As I write there are four Eucharistic Pilgrimages crossing the country, heading to Indianapolis for the Eucharistic Congress in mid-July. Impressive numbers have been part of the Marian route which began here in Minnesota. The Eucharistic Congress is the concluding event to our three-year Eucharistic Revival. Today both at Sacred Heart and St. Stephen there will be Eucharistic processions. The pilgrimages across the country and our local processions are visible reminders that Christ is in the world.
The revival and our annual feast of the Body and Blood of Christ, invites us to reflect upon the spiritual food and drink we receive here at every Mass.
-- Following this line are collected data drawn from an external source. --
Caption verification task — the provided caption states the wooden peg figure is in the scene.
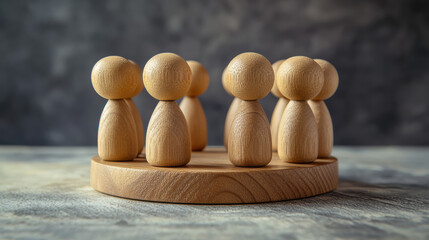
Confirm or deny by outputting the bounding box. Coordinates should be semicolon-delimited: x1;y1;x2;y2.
91;56;141;161
308;59;339;158
224;52;274;167
222;66;242;150
270;59;289;151
125;60;144;155
143;53;192;167
179;60;210;151
276;56;324;163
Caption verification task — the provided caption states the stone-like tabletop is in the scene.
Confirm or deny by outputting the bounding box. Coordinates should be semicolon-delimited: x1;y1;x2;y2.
0;146;428;240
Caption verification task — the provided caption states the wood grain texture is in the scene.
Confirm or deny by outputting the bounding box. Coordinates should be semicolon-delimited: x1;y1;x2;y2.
228;101;272;167
125;98;144;154
224;52;274;100
180;97;207;151
98;99;138;161
313;59;339;101
224;97;242;150
270;97;289;151
276;56;324;101
271;59;286;98
143;53;191;101
309;100;333;158
186;60;209;97
146;101;191;166
278;101;319;163
91;56;142;100
90;147;338;204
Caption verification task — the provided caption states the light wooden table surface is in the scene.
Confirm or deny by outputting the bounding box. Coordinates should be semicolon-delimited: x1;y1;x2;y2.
0;146;428;240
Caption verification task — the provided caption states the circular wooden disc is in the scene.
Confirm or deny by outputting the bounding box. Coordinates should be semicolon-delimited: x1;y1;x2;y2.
90;147;338;204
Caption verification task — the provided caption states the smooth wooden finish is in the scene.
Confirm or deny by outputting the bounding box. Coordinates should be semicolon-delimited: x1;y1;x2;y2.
276;56;324;101
270;59;289;151
146;101;191;167
92;56;142;100
224;52;274;101
180;97;207;151
308;100;333;158
125;99;144;154
228;101;272;167
224;53;274;166
98;100;138;160
92;56;143;160
143;53;192;166
278;101;319;163
179;60;209;151
271;97;289;151
223;97;241;149
277;56;324;163
90;147;338;204
143;53;192;101
310;59;339;158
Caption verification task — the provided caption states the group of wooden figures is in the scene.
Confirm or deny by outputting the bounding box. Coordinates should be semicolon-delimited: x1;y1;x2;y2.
91;52;338;167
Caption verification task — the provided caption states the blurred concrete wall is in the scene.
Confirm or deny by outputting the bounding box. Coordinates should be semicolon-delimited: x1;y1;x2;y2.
1;0;428;145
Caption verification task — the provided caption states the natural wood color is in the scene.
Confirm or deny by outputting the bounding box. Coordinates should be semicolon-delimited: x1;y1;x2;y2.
224;97;242;150
271;59;286;98
309;100;333;158
186;60;210;97
180;97;207;151
90;147;338;204
278;101;319;163
276;56;324;101
228;101;272;166
91;56;142;100
309;59;338;158
222;66;231;95
97;99;138;161
313;59;339;101
146;101;191;166
270;97;289;151
143;53;192;101
125;99;144;154
224;52;274;100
Our sharing in the body and blood of Christ expresses our unity. The very word communion implies that we are one. Yes, we become one with God, but equally important we become one with one another. Despite our diversity we unite for a single purpose, to make Kingdom of God more visible in the world.
Our sharing of the body and blood of Christ challenges us to reach out beyond ourselves. At the Last Supper Jesus revealed he was going to sacrifice his life for us. Through his death on a cross he freed us from sin and death. Like Jesus we are invited to sacrifice our lives. To sacrifice our time to be with another. To sacrifice our agenda in order to do the Father’s will.
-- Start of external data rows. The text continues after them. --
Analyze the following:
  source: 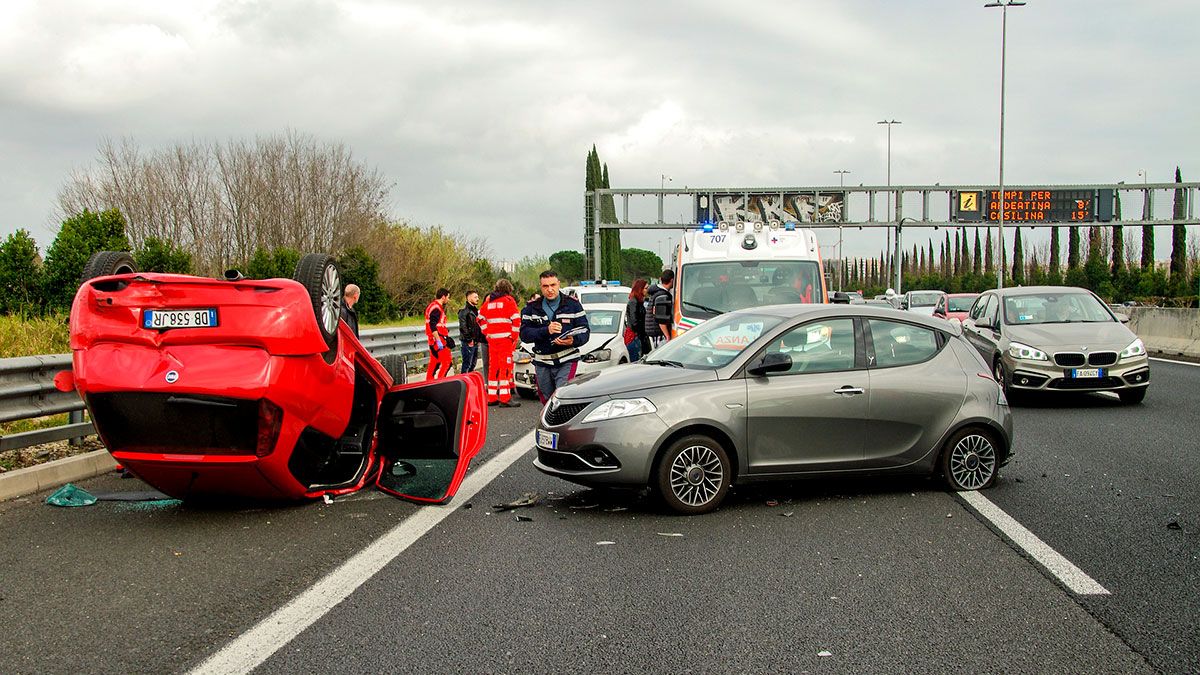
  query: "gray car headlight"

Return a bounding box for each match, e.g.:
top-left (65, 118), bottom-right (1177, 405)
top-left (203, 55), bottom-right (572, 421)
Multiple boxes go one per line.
top-left (1008, 341), bottom-right (1048, 361)
top-left (581, 349), bottom-right (611, 363)
top-left (1119, 338), bottom-right (1145, 361)
top-left (581, 397), bottom-right (656, 423)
Our sharing of the Body and Blood of Christ needs to make a difference in our lives. Over the centuries much discussion has taken place on what happens to the bread and wine at mass. Eventually the word transubstantiation was adopted to explain what is happening. The Bread and wine truly become Jesus’ body and blood. However, what good is it if the bread and wine are changed and we are not?
Do you accept your own participation in God’s divinity? Are you ready to become the food you receive?” Every time we gather we are sent – Go in peace, Go in peace, glorifying the Lord by your life, Go and announce the Gospel of the Lord, or Go forth, the Mass is ended. We are sent forth to those who hunger for consolation midst their grief, hunger for reassurance midst doubt and despair, hunger companionship midst loneliness, or hunger for food and shelter midst poverty.
Thomas Aquinas insisted that while we believe that the bread and wine are truly transformed into the body and blood of the Lord, the more important goal is the transformation of the communicants into the body of Christ for the world.
Are you ready to become what you eat and drink?